In the case, NHAI, which issued contract to Hyundai and Gammon India, constituted a committee under the chairmanship of the Director General (Road Development) and Special Secretary, Ministry of Road Transport and Highways to investigate and report the cause of the collapse. In its report in 2010, it said a combination of factors such as lack of stability and robustness in the partially completed structure, shortfalls in design and lack of quality of workmanship in the construction have contributed to the collapse of this bridge.

The respondents no 1 and 2, meanwhile, completed the work under the contract by July 31, 2017. The bridge was inaugurated and put to public use from August 29, 2017, and has been operating since then. 

On a complaint, the NCDRC held that the report of the Committee of Experts was inconclusive as it could not identify the precise reasons for the collapse of the bridge. It placed reliance on the reports of independent experts Jacques Combault, the Halcrow Group, SETRA and AECOM Asia Co Ltd.

The NCDRC also held that if the NHAI found the respondents to be competent enough to continue with the contract, it can safely be concluded that they were not at fault. 

"Strangely, while the judgment of the NCDRC was pronounced on January 16, 2023, an addendum came to be added to the judgment. This addendum is undated and seeks to amend paragraphs 28 and 29 and directs payment of Rs 151,59,94,542 instead of Rs 39,09,92,828," the bench said.

The respondents also said it is unimaginable as to how the NCDRC could unilaterally revise the claim from Rs 39,09,92,828 to Rs 151,59,94,542, without hearing the parties and more surprisingly when respondent nos 1 and 2 have themselves filed written submissions confining the claim to Rs 39,09,92,828. 

Examining the issue, the bench said, "Insurance is a contract of indemnification, being a contract for a specific purpose, which is to cover defined losses. The courts have to read the insurance contract strictly. Essentially, the insurer cannot be asked to cover a loss that is not mentioned. Exclusion clauses in insurance contracts are interpreted strictly and against the insurer as they have the effect of completely exempting the insurer of its liabilities."

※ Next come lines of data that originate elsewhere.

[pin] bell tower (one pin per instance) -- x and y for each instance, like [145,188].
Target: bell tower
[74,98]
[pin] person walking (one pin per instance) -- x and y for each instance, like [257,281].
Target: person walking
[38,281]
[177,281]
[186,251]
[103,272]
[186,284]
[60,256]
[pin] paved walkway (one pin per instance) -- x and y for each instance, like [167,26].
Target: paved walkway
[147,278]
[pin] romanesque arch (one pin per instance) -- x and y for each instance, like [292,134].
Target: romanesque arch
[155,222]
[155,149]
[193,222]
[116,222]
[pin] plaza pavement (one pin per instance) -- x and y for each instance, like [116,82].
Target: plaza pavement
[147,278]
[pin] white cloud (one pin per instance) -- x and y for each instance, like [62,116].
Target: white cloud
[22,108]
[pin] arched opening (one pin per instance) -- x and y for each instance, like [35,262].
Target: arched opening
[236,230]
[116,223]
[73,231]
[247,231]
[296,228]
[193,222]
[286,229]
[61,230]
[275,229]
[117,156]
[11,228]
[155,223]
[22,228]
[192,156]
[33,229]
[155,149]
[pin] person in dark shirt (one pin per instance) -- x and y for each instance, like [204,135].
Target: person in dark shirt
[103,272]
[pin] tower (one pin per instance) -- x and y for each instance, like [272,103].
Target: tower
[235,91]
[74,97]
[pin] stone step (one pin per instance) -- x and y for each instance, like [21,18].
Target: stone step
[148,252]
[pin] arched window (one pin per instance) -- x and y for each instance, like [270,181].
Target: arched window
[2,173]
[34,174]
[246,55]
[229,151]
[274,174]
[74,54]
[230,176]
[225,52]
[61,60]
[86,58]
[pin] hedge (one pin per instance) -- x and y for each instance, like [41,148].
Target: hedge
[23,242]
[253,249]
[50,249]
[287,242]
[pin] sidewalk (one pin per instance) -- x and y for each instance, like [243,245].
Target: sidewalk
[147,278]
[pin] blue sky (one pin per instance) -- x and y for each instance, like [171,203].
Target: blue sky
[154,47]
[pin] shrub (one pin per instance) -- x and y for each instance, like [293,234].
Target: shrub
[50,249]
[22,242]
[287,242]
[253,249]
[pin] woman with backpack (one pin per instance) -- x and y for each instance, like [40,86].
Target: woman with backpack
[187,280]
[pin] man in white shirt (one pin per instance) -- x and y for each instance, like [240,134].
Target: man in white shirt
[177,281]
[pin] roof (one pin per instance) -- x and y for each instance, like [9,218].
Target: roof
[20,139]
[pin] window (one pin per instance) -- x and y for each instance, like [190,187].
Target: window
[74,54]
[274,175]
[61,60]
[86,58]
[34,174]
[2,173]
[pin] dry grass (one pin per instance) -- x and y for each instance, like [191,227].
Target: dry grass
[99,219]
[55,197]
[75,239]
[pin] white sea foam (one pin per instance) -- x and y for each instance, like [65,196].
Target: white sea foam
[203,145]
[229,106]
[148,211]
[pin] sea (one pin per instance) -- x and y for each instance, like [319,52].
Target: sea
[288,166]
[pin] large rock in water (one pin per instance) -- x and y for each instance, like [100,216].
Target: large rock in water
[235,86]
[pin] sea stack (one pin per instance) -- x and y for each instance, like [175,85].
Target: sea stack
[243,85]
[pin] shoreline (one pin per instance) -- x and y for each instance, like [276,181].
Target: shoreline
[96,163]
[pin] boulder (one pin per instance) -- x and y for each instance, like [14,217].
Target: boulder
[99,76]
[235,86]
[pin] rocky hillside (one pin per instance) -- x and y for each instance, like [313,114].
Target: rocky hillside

In the case, the court noted the appellant has discharged the burden by producing the surveyor as well as expert committee report while the reports of the independent experts were not marked as exhibits by the respondents.

Referring to expert committee, the bench said, "We would, therefore, be justified in relying on the findings of the expert committee. In fact, the NCDRC’s opinion about the expert committee is not about lack of credibility, or lack of expertise, rather its opinion was only that the Committee was not conclusive in its findings."

The court thus allowed the appeal and set aside the NCDRC's judgment of January 16, 2023.